Je n'ai jamais vécu d'une vie pleine, parce que le grand et profond amour dont j'ai besoin, je ne l'ai pas rencontré. La circonspection m'a préservé, elle ne m'a point satisfait. Mon cœur est resté vierge, et c'est là sa faiblesse. L'amour filial, fraternel, et toutes les autres formes de l'amour, il les a pressenties, appelés, il n'en a touché que des révélations imparfaites.
Quand un hasard fait rencontrer son pied, ou toucher la main de la femme qu'on aime, un doux frisson parcourt nos veines. Ce verre qui toucha sa bouche, on y presse avec transport la sienne : ce foulard qui lui appartient, à nos yeux est devenu un bijou précieux. Et si elle fut assise ici sur ce fauteuil, quel plaisir d'y rester ! Là où elle fit l'aveu de sa tendresse, quelle émotion en s'y retrouvant ! Tout ce qui n'est pas la tendre aimée ne peut plaire, on regarde froidement les autres femmes. On adorerait jusqu'à ses ridicules et ses difformités, si le nuage à travers lequel on la considère permettait de les entrevoir.
Si tu rencontres une femme humble, si toutes ses paroles et toutes ses actions respirent la bonté, un naturel de bon goût, de l'élévation de sentiments, une volonté forte dans ses devoirs, une attention à ne blesser personne et à consoler qui est dans la peine, à se servir des grâces de son esprit pour ennoblir les pensées des autres, alors aime-la d'un grand amour, d'un amour qui soit digne d'elle.
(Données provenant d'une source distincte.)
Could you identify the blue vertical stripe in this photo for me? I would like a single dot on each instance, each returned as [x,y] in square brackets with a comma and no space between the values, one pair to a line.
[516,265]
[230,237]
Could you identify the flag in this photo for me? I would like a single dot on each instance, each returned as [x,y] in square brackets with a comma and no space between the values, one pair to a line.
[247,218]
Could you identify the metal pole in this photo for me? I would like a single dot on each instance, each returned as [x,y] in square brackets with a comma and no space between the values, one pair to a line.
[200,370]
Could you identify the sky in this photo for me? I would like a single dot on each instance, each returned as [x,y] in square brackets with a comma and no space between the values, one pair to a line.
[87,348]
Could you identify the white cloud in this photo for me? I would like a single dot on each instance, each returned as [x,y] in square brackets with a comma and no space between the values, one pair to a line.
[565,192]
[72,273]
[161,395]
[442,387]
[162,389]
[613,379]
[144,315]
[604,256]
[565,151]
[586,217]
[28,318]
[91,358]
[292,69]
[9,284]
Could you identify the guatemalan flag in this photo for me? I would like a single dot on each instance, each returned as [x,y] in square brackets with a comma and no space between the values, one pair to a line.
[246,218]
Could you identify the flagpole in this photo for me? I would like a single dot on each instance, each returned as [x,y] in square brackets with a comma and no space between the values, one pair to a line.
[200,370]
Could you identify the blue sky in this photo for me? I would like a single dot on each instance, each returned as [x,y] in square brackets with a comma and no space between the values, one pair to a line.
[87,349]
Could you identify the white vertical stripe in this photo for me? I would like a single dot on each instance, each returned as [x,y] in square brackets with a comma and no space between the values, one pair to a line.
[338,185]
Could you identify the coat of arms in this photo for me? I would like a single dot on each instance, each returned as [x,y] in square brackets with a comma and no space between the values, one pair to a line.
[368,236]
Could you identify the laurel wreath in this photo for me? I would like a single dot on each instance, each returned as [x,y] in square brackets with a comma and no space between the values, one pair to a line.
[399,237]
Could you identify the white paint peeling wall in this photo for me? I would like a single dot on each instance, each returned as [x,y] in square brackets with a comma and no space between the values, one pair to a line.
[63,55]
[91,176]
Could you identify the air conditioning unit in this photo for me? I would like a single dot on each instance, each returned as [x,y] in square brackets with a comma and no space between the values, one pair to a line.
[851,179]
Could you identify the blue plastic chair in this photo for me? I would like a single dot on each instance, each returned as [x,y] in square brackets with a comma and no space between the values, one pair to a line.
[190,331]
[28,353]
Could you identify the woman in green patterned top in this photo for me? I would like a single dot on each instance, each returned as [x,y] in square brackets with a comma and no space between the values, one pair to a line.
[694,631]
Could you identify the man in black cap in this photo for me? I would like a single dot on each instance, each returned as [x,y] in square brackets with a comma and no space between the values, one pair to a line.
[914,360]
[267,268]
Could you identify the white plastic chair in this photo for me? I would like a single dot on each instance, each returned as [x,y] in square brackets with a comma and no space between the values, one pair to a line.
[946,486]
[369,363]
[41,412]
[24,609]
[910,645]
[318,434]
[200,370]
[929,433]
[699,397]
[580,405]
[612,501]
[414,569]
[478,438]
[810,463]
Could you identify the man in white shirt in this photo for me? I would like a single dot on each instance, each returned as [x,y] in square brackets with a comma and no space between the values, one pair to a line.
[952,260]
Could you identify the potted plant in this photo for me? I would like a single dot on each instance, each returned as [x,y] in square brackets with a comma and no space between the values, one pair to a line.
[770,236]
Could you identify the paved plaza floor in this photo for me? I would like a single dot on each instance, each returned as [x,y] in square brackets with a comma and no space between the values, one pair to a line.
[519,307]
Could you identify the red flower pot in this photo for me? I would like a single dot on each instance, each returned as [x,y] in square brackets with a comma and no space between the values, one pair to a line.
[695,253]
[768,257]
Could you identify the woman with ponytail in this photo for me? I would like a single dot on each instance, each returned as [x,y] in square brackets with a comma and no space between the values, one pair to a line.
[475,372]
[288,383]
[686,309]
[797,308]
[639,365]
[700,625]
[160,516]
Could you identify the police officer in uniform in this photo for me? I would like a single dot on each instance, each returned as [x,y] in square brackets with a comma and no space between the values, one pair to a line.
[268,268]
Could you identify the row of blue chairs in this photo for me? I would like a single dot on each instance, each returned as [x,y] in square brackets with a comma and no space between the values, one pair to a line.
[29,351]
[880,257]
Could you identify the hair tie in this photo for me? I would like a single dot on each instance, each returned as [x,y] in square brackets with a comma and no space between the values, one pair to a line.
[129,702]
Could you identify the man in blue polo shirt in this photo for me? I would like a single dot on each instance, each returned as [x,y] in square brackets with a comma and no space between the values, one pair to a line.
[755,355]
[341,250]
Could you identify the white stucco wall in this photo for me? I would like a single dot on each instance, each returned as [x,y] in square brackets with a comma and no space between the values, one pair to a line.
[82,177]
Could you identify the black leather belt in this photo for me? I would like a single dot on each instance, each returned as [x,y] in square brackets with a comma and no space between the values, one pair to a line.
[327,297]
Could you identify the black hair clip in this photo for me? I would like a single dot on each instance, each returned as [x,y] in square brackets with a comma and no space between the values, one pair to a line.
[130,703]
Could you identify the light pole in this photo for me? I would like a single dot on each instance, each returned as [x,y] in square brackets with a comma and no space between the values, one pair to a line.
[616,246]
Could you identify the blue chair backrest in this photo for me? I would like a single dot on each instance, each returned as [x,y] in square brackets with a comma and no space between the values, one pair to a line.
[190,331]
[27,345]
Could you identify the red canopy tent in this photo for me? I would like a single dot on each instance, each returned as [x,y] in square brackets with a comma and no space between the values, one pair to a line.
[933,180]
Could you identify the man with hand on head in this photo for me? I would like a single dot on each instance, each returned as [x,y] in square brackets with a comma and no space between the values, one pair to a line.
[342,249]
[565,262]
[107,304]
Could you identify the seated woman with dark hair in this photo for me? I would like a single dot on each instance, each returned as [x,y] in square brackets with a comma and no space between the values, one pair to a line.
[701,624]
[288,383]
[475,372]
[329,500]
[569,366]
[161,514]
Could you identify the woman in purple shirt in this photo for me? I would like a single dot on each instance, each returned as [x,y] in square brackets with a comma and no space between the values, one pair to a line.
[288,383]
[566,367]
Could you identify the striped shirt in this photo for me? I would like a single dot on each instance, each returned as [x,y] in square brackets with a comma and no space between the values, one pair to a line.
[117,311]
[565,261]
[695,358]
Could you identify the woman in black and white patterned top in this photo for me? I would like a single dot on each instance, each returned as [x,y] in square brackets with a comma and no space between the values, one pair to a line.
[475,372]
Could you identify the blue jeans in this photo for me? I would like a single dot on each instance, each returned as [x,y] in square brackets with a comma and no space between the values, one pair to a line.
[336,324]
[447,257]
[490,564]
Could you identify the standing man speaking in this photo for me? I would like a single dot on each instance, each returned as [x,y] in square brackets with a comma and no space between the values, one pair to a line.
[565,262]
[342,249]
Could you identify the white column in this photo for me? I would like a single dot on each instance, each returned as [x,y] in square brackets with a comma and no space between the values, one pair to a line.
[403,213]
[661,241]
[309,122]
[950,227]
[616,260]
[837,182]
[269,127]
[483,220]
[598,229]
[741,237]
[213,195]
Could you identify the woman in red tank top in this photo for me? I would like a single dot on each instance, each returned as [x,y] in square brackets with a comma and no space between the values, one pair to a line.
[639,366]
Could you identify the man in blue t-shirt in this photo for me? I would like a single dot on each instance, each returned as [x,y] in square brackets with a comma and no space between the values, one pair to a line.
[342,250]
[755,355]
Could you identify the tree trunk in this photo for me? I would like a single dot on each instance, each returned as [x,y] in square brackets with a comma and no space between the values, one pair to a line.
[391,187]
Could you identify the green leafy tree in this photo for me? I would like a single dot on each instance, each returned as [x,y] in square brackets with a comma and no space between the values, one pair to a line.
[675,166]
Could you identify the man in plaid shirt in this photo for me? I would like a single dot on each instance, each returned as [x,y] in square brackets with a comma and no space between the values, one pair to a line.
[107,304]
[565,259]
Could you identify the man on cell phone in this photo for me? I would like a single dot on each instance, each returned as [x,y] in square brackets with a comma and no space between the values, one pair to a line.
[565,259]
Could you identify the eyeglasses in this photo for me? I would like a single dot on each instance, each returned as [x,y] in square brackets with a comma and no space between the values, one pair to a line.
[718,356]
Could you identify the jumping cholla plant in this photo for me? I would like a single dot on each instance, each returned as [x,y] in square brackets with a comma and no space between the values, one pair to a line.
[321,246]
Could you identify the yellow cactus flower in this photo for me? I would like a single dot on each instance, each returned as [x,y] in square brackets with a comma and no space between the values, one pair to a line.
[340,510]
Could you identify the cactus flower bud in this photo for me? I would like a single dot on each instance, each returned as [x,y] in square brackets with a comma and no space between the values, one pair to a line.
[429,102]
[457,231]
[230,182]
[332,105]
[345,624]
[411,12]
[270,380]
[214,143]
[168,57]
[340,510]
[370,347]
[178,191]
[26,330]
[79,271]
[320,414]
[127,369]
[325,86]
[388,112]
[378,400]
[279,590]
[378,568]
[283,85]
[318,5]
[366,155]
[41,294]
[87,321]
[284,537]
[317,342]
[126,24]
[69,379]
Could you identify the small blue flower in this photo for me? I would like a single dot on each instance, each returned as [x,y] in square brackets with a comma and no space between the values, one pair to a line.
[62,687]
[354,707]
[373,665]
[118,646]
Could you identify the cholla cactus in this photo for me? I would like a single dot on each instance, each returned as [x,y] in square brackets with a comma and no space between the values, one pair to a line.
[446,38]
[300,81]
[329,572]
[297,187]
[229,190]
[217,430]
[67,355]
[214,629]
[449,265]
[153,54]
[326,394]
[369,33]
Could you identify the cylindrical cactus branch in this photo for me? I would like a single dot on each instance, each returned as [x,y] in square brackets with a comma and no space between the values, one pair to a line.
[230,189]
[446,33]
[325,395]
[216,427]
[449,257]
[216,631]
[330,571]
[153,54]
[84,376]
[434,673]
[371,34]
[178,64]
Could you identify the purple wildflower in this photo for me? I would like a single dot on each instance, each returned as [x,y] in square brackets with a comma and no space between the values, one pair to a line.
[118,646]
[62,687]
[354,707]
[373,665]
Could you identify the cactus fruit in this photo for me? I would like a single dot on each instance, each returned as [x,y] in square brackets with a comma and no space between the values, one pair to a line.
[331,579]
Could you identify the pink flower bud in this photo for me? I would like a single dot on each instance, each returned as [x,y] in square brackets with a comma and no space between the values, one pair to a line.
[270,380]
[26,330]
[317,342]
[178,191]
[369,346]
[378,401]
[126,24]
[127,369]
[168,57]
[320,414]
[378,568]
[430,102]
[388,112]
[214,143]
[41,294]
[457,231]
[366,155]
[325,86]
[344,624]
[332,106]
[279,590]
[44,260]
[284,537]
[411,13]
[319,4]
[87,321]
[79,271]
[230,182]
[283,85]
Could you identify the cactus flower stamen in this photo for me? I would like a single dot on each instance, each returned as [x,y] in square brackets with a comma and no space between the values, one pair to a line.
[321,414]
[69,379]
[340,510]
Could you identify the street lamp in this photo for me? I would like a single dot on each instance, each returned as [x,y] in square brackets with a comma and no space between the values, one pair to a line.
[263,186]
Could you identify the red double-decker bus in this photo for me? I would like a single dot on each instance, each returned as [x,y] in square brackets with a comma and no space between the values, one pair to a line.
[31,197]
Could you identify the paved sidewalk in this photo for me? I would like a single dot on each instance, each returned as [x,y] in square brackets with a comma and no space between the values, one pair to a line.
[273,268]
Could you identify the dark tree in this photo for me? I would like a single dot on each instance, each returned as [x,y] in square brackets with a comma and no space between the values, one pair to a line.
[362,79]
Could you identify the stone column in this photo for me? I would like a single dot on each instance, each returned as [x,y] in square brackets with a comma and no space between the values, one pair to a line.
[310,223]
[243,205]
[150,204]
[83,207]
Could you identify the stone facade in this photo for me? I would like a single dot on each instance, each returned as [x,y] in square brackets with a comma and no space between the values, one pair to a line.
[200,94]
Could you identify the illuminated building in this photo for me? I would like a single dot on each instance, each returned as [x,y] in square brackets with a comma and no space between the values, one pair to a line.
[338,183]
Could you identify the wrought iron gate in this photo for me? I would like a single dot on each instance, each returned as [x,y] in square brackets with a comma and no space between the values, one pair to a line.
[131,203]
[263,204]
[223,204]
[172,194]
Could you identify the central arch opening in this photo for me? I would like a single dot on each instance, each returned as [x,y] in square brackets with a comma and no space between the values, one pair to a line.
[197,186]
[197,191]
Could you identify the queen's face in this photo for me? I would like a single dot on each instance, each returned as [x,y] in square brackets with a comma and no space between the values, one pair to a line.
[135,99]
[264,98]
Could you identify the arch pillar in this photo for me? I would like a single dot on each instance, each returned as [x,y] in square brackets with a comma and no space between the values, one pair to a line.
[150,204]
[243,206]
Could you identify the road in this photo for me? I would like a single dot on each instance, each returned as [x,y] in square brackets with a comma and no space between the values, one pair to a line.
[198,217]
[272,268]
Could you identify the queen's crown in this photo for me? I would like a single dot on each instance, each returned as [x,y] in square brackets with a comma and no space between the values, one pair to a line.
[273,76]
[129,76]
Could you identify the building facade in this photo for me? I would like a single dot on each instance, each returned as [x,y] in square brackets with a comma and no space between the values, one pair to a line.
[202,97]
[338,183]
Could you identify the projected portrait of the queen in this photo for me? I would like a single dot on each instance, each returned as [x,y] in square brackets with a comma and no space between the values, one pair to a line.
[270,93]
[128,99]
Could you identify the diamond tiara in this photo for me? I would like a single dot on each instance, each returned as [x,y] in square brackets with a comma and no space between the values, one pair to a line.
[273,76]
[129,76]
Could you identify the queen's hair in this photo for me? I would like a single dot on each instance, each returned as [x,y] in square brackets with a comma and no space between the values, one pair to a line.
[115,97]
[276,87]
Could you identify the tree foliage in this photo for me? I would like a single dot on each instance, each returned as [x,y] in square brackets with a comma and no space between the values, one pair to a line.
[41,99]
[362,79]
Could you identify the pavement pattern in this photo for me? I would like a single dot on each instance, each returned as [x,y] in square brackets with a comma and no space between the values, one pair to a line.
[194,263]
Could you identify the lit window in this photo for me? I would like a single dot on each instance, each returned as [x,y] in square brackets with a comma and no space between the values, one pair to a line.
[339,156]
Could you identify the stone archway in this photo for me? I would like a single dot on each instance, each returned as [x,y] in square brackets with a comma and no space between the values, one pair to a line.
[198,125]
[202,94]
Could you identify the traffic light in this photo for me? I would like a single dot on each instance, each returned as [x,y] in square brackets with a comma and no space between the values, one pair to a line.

Il n'est pas impossible de rencontrer dans le monde des attachements très singuliers, ce qui y tient le moins de place est précisément la personne qui les inspire.
On peut rencontrer les hommes sans horreur, mais les fréquenter sans dégoût est impossible : il ne faut que de la bonté pour le premier cas, il faudrait de la bassesse pour le second.